A Arábia Saudita, que já anunciou que não estabelecerá oficialmente relações com Israel, faz outro tipo de normalização ao suavizar o tom em relação aos judeus, com discursos a favor da tolerância religiosa, ou livros didáticos em que não há mais comentários antissemitas.

Riade deixou claro que não seguirá o exemplo dos Emirados Árabes Unidos e do Bahrein. Ambos estabeleceram laços oficiais com Israel, quebrando, assim, um “consenso árabe” que condicionava qualquer normalização com o Estado judeu a uma solução para o conflito israelo-palestino.

Potência árabe e epicentro do Islã, a Arábia Saudita sabe que sua população, que apoia os palestinos, não está preparada para tal normalização.

Mesmo assim, trabalha para mudar a percepção sobre os judeus, há muito distorcida por dogmas religiosos e pela mídia oficial. Desta forma, vai estabelecendo as bases para um possível reconhecimento futuro de Israel.

Até então conhecidos por difamar judeus e não muçulmanos, referidos como “porcos” e “macacos”, os textos são, atualmente, revisados sob supervisão do príncipe herdeiro, Mohamed bin Salman, que faz campanha contra o extremismo na educação, de acordo com autoridades sauditas.

“O governo também proibiu judeus e cristãos de serem difamados nas mesquitas”, disse o analista saudita Najah al-Otaibi.

“Essa retórica era comum nos sermões de sexta-feira transmitidos para muçulmanos em todo mundo”, acrescentou.

Marcando uma reviravolta, um pregador causou uma tempestade na mídia, no início de setembro, ao citar as relações amigáveis do profeta Maomé com os judeus e defender a tolerância religiosa.

No passado, contudo, Abdel Rahman al-Sudaiss, o imã da Grande Mesquita de Meca, o primeiro local sagrado do Islã, localizado no oeste da Arábia Saudita, alimentou polêmica por suas visões abertamente antissemitas.

– “Quando”? –

Mohamed al-Issa, saudita à frente da Liga Islâmica Mundial, foi felicitado em janeiro por Israel por ter participado da comemoração do 75º aniversário da libertação do campo de concentração nazista de Auschwitz.

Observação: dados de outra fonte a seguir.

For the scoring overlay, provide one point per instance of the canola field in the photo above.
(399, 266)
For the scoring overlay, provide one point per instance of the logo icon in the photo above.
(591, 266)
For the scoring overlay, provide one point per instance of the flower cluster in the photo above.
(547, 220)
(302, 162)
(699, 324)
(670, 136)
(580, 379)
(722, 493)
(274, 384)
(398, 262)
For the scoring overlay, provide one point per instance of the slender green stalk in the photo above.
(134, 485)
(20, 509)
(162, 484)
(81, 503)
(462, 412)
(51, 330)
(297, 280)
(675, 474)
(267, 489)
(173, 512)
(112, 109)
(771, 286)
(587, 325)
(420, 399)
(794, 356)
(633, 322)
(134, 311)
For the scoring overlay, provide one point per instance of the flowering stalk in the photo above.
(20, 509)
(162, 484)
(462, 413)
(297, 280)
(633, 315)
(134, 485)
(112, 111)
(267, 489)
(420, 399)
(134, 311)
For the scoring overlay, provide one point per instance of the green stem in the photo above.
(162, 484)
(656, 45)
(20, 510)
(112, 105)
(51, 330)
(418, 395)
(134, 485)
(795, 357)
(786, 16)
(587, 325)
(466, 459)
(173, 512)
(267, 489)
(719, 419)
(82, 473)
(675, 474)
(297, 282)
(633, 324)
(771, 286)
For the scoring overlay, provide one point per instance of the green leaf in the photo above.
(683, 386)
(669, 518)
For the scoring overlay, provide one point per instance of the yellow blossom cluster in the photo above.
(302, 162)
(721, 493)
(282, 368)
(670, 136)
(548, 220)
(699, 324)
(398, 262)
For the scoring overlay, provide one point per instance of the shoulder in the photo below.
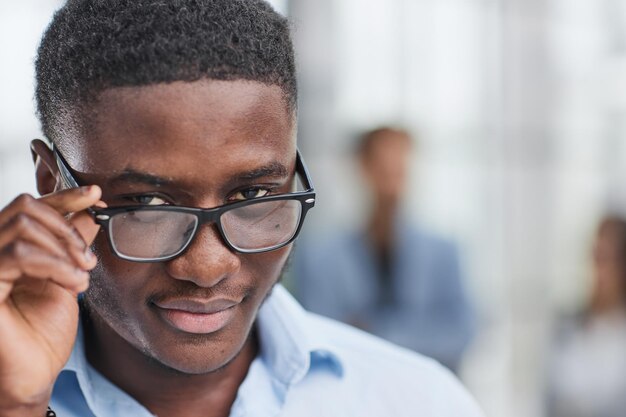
(391, 376)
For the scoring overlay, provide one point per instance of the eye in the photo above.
(250, 193)
(147, 200)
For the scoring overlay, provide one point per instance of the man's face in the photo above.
(198, 144)
(386, 164)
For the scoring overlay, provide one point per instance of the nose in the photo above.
(207, 260)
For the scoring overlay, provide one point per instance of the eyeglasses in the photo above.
(161, 233)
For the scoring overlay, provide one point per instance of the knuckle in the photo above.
(21, 222)
(18, 249)
(24, 200)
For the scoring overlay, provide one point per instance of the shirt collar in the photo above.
(289, 340)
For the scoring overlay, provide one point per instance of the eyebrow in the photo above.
(273, 169)
(130, 175)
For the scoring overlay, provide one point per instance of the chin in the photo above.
(195, 354)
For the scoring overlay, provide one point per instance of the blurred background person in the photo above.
(588, 361)
(389, 277)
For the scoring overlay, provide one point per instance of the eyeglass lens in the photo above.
(152, 234)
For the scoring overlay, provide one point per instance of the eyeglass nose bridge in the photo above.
(206, 216)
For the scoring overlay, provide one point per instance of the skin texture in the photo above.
(200, 139)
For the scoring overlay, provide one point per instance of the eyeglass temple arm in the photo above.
(301, 166)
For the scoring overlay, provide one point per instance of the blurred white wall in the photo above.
(21, 26)
(519, 109)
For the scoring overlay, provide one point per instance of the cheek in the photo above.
(266, 268)
(116, 285)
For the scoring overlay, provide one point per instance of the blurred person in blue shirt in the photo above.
(169, 202)
(391, 278)
(587, 361)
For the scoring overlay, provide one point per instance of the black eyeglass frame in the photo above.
(102, 216)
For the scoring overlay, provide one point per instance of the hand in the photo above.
(44, 264)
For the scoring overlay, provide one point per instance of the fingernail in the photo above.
(84, 190)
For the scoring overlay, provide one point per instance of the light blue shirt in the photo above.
(307, 366)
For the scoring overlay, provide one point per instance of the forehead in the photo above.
(182, 126)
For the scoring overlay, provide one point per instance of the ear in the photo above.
(46, 169)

As autoridades sauditas também estão aplicando uma política de aproximação de personalidades judaicas. Em fevereiro passado, o rei Salman recebeu um rabino residente em Jerusalém, David Rosen – uma novidade, até então impensável, na história do reino ultraconservador.

Além disso, autorizaram a exibição de um filme sobre o Holocausto em um festival de cinema. O evento acabou sendo cancelado, devido à pandemia da covid-19.

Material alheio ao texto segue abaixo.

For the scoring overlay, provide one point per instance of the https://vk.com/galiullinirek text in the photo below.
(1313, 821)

Durante o mês de jejum sagrado do Ramadã, a rede saudita MBC exibiu uma novela, em que um personagem defende laços comerciais com Israel, chegando a afirmar que os palestinos são os “verdadeiros inimigos”, que continuam a insultar os sauditas apesar de toda a ajuda que recebem de Riade.

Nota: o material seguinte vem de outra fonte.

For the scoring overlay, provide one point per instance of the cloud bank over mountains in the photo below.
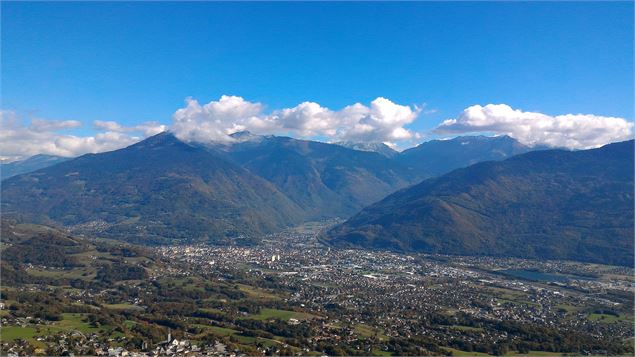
(380, 121)
(21, 138)
(573, 131)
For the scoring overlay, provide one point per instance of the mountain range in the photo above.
(163, 189)
(551, 204)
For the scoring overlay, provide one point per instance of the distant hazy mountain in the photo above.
(437, 157)
(550, 204)
(379, 148)
(160, 188)
(326, 180)
(163, 189)
(29, 165)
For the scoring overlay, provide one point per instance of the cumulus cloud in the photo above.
(147, 129)
(21, 138)
(573, 131)
(382, 121)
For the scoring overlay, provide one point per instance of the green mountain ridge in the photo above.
(156, 190)
(551, 204)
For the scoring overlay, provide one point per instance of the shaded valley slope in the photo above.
(550, 204)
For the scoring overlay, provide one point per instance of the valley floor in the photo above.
(290, 295)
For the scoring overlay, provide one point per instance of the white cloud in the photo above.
(574, 131)
(382, 121)
(21, 138)
(148, 128)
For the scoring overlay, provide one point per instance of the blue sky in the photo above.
(137, 62)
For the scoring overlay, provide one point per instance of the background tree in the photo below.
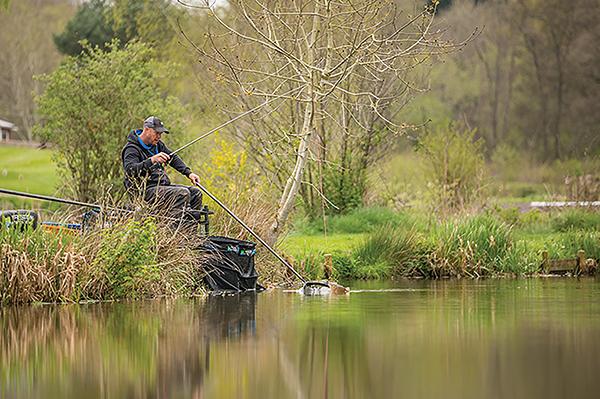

Quando se trata de estabelecer relações entre Arábia Saudita e Israel, a questão é “quando”, e não “como”, disse Marc Schneier, um rabino americano próximo dos líderes do Golfo.

No fim de semana passado, o Arab News, o principal jornal em inglês do país, causou uma tempestade nas redes sociais ao postar saudações em hebraico no Twitter e no Facebook por ocasião do Ano Novo.

Também publicou artigos sobre judeus do Líbano e planeja outro sobre uma comunidade judaica que antes vivia no que hoje é a Arábia Saudita.

Seu editor, Faisal Abas, disse à AFP que a cobertura visa a estabelecer um vínculo com “os judeus em todos os países árabes”.

– “Apenas 9%” –

A mesma mídia saudita que chamava Israel de “entidade sionista” elogiou os acordos com os Emirados e Bahrein, vizinhos e aliados do reino saudita.

Para os especialistas, essa posição indica que o reino não se opõe à normalização com Israel após décadas de apoio político e financeiro aos palestinos.

No entanto, segundo o diretor do Gulf State Analytics, Giorgio Cafiero, para Israel, formalizar suas relações com governos árabes não eleitos “não é o mesmo que fazer a ‘paz’ com os povos árabes”.

Uma pesquisa de opinião publicada em agosto pelo Washington Institute for Near East Policy sugere que a grande maioria dos sauditas não apoia um acordo com Israel.

“Apenas 9% dos sauditas” são a favor de laços comerciais, ou esportivos, com Israel, disse David Pollock, membro do instituto.

“De que paz estamos falando depois dos massacres e das guerras”, questionou Bader, um jovem saudita de Riade, referindo-se a Israel. “Será muito difícil de conseguir e não vou apoiar”, sentenciou.